Selama percobaan terjadi penurunan daya tolak terhadap nyamuk, hal itu

dapat dilihat terjadi peningkatan angka nyamuk yang hinggap pada subjek

penelitian selama 60 menit. Hal itu diakibatkan dari sifat repellent nabati yang

mudah terurai di alam (biodegradable) karena kandungan dari zat aktif yang

berasal dari metabolit sekunder tanaman mudah menguap (Tony,2002).

Hasil statistik Anova One Way yang disajikan pada tabel 4.6 diperoleh p-

value α < 0,05. Hal ini menunjukkan perbedaan yang bermakna antara jumlah

nyamuk yang tidak hinggap pada masing-masing konsentrasi, sehingga hipotesa

yang diajukan diterima atau Ha diterima yang berarti ada pengaruh sabun ekstrak
daun kecombrang (Etlingera elatior) sebagai repellent nabati terhadap nyamuk

Aedes aegepty.

Hasil uji lanjutan BNT (Beda Nyata Terkecil) menunjukkan beberapa

pasangan konsentrasi memiliki p-value < 0,05 yang berarti H0 ditolak. Hal ini

menunjukkan ada perbedaan nyata daya tolak dari masing-masing konsentrasi

daun kecombrang (Etlingera elatior) sebagai sebagai repellent nabati nyamuk

Aedes aegepty. Namun, terdapat satu pasangan yaitu konsentrasi 7,5% dan 10%

memiliki nilai p-value > 0,05, yang berarti H0 diterima. Hal ini menunjukkan

tidak ada perbedaan nyata daya tolak nyamuk dari masing-masing konsentrasi

daun kecombrang (Etlingera elatior). Dari hasil analisis uji lanjutan, maka sabun

ekstrak daun kecombrang (Etlingera elatior) dengan konsentrasi 7,5% adalah

konsentrasi yang efektif sebagai repellent nyamuk aedes aegyti, karena

konsentrasi 7,5% dengan konsentrasi 10% tidak memiliki perbedaan nyata dalam

menolak nyamuk. Tetapi apabila mengikuti standar yang ditetapkan oleh WHO

(2009), sabun ekstrak daun kecombrang (Etlingera elatior) adalah yang efektif

sebagai repellent nyamuk karena daya tolak >90%.

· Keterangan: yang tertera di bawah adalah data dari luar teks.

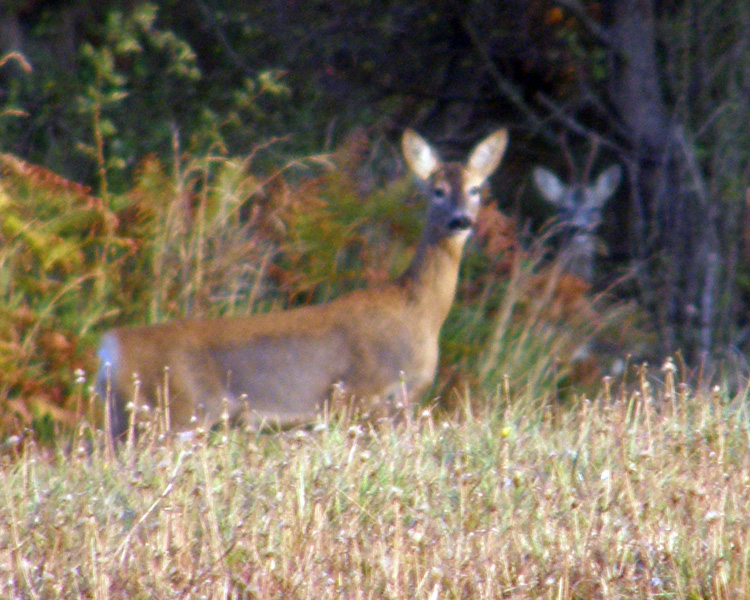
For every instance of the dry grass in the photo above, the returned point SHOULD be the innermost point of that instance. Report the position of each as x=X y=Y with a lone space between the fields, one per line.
x=633 y=495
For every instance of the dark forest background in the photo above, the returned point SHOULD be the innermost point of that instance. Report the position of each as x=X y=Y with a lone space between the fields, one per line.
x=90 y=90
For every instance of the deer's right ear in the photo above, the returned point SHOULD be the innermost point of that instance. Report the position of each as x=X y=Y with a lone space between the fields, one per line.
x=548 y=184
x=419 y=155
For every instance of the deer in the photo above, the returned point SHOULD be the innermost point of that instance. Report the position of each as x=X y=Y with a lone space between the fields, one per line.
x=579 y=208
x=377 y=347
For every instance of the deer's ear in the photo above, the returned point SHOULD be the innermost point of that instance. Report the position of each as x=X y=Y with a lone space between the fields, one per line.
x=548 y=184
x=487 y=155
x=419 y=155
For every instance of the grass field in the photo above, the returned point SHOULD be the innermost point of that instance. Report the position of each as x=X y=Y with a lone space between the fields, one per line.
x=643 y=492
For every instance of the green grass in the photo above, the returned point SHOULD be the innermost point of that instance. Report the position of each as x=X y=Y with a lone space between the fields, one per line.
x=636 y=494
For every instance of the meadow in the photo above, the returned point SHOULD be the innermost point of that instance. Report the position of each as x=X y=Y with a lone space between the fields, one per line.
x=524 y=475
x=633 y=494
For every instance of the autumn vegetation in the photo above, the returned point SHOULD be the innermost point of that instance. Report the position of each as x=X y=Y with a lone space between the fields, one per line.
x=208 y=161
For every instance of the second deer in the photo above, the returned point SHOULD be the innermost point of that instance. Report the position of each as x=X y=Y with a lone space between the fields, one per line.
x=579 y=208
x=281 y=368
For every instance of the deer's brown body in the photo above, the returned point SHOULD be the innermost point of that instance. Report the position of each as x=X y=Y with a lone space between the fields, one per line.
x=280 y=368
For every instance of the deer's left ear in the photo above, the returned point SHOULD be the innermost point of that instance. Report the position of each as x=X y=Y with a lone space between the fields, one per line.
x=419 y=155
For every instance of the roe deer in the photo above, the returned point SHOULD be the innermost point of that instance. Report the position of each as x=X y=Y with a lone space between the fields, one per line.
x=280 y=368
x=579 y=208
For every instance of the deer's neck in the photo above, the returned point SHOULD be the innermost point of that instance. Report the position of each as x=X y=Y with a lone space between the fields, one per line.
x=431 y=279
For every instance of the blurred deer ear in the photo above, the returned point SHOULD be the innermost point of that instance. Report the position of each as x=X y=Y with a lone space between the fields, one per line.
x=487 y=155
x=548 y=184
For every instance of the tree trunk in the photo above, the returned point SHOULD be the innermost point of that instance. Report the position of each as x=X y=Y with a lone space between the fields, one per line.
x=673 y=237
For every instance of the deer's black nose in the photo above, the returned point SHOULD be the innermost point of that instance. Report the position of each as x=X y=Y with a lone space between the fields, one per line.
x=460 y=223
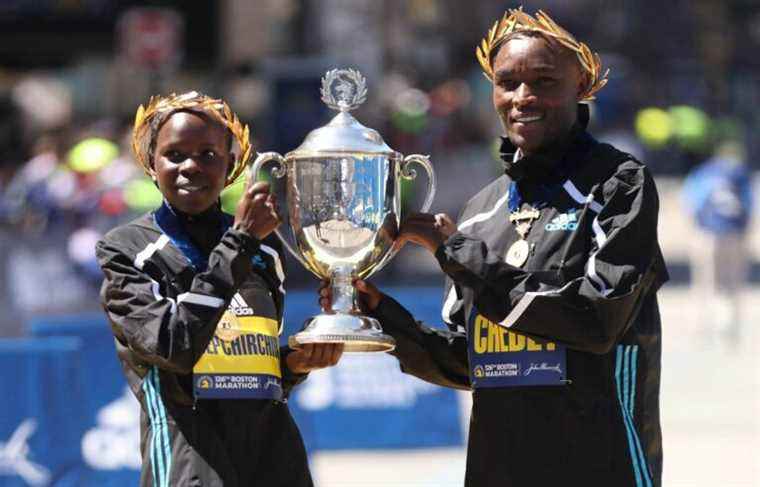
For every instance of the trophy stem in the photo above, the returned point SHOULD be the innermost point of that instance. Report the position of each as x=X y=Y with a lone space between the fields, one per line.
x=343 y=291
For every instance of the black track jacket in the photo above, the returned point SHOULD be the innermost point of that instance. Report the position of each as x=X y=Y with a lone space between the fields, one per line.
x=164 y=311
x=562 y=354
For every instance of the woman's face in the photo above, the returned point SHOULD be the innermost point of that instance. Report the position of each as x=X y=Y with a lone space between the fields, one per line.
x=191 y=161
x=535 y=92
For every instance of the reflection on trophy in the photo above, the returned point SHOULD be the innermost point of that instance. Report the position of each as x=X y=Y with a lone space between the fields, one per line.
x=343 y=199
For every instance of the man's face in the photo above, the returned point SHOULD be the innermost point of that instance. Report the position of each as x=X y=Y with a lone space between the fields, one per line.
x=535 y=92
x=191 y=162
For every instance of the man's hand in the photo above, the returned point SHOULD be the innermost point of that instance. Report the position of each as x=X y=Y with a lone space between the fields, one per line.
x=368 y=295
x=313 y=356
x=256 y=213
x=427 y=230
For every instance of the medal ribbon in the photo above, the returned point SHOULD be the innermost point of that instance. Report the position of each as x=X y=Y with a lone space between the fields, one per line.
x=169 y=223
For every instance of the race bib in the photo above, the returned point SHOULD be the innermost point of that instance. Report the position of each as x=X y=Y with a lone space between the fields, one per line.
x=242 y=360
x=503 y=358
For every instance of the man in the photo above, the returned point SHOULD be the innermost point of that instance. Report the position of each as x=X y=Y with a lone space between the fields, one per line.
x=551 y=272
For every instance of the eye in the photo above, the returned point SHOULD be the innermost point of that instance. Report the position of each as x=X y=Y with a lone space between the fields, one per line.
x=174 y=156
x=209 y=154
x=546 y=81
x=508 y=84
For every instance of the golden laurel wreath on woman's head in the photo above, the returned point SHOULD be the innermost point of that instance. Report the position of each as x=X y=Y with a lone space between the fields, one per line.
x=515 y=20
x=159 y=109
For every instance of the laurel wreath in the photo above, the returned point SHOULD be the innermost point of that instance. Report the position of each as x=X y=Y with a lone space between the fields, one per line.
x=218 y=109
x=515 y=20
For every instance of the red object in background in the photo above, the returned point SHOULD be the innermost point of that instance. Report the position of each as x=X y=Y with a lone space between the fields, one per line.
x=151 y=37
x=112 y=203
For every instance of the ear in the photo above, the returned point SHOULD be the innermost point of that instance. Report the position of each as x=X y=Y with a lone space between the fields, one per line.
x=152 y=172
x=231 y=162
x=581 y=85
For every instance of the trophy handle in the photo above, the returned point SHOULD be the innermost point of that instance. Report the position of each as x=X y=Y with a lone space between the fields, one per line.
x=411 y=174
x=278 y=171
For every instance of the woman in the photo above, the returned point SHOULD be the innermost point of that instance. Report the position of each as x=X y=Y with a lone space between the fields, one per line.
x=195 y=300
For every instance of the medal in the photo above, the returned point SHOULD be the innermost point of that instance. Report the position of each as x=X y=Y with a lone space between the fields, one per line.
x=228 y=327
x=519 y=251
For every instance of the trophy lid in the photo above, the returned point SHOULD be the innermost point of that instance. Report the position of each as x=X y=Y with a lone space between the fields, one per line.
x=343 y=90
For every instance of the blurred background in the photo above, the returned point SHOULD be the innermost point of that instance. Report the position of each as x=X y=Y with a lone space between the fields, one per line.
x=682 y=97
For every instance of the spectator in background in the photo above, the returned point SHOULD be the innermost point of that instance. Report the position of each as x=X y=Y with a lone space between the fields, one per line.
x=12 y=157
x=718 y=196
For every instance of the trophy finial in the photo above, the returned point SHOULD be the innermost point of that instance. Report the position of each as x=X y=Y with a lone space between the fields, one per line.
x=344 y=89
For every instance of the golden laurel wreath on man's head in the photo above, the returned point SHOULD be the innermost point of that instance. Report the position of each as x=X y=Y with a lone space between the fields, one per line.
x=161 y=107
x=515 y=20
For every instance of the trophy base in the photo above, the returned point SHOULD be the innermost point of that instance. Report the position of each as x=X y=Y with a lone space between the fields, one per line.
x=357 y=333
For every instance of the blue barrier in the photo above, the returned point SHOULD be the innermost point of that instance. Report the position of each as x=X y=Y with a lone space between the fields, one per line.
x=42 y=383
x=82 y=423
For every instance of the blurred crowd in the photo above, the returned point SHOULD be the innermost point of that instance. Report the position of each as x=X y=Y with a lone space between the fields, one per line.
x=683 y=81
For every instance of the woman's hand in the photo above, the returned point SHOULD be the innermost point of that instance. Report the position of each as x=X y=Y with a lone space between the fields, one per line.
x=427 y=230
x=312 y=356
x=256 y=213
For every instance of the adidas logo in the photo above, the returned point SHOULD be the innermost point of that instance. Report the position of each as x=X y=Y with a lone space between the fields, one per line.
x=564 y=221
x=239 y=306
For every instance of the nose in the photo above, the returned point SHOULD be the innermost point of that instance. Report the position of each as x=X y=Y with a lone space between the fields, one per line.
x=189 y=166
x=523 y=96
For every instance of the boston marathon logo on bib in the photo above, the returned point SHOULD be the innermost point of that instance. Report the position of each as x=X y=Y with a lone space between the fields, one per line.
x=242 y=360
x=503 y=358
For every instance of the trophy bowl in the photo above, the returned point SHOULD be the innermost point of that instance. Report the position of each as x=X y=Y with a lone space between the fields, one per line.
x=342 y=189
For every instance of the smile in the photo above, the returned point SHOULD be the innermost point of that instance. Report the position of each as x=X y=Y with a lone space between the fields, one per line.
x=527 y=119
x=191 y=187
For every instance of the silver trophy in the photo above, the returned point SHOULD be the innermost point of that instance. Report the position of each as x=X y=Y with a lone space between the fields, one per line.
x=344 y=208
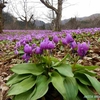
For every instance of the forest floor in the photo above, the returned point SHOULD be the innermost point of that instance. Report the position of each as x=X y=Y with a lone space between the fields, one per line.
x=7 y=60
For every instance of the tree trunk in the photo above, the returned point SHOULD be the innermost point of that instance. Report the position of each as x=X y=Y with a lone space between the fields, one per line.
x=58 y=11
x=58 y=16
x=1 y=18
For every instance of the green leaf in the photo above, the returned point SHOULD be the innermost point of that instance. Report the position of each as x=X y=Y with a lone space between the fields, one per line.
x=22 y=86
x=88 y=94
x=62 y=61
x=58 y=83
x=64 y=69
x=71 y=88
x=82 y=78
x=41 y=87
x=27 y=68
x=24 y=96
x=16 y=78
x=95 y=83
x=79 y=66
x=85 y=71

5.2 Penggunaan Sabun Ekstrak daun kecombrang (Etlingera elatior)


sebagai repellent nabati terhadap nyamuk Aedes aegepty.

Pemanfaatan daun kecombrang sebagai repellent nabati merupakan cara

pengendalian yang ramah lingkungan yaitu dengan menggunakan bahan-bahan

dari alam. Namun, sabun dengan ekstrak daun kecombrang (Etlingera elatior)

kurang aplikatif. Hal itu dibuktikan dengan percobaan selama 60 menit dengan

kongsentrasi 10% terdapat 2-3 gigitan nyamuk Aedes aegepty dalam 20 menit

terakhir. Di Indonesia, repellent yang mengandung DEET 10-15% dan diklaim


para produsennya (pada kemasan) dapat bertahan selama 6-8 jam. Peraturan

Pemerintah melalui Komisi Pestisida Departemen Pertanian mensyaratkan bahwa

suatu anti nyamuk dapat dikatakan efektif apabila daya proteksinya paling sedikit

90% dan mampu bertahan selama 6 jam (Kardinan, 2007).

5.3 Suhu Udara

Pada saat penelitian, dilakukan pengukuran suhu udara dalam ruangan

percobaan dengan menggunakan termometer. Suhu udara dalam ruangan selama

penelitian memiliki rata-rata sebesar 28°C. Menurut WHO dalam Wahyuni

(2005), rata rata suhu optimum yang baik bagi spesies nyamuk agar hidup normal

adalah 25° - 28°C. Nyamuk dapat bertahan hidup pada suhu rendah (10°C), tetapi

proses metabolismenya menurun atau bahkan terhenti bila suhu sampai di bawah

suhu kritis (4,5°C). Pada suhu yang lebih tinggi dari 35°C nyamuk akan

mengalami keterbatasan proses fisiologis. Pada umumnya nyamuk tidak dapat

bertahan hidup atau mati apabila terjadi kenaikan suhu sekitar 5° - 6°C di atas

suhu maksimum.

Selama penelitian ini, suhu ruangan cukup ideal bagi kehidupan nyamuk

Aedes aegepty sehingga faktor suhu tidak mempengaruhi aktivitas nyamuk dalam

penelitian ini.
BAB VI

KESIMPULAN DAN SARAN

6.1 Kesimpulan

Berdasarkan hasil penelitian yang telah dilakukan dapat diambil kesimpulan

sebagai berikut:

1. Terdapat perbedaan nyamuk yang tidak hinggap pada subjek penelitian

dengan menggunakan sabun ekstrak daun kecombrang (Etlingera elatior)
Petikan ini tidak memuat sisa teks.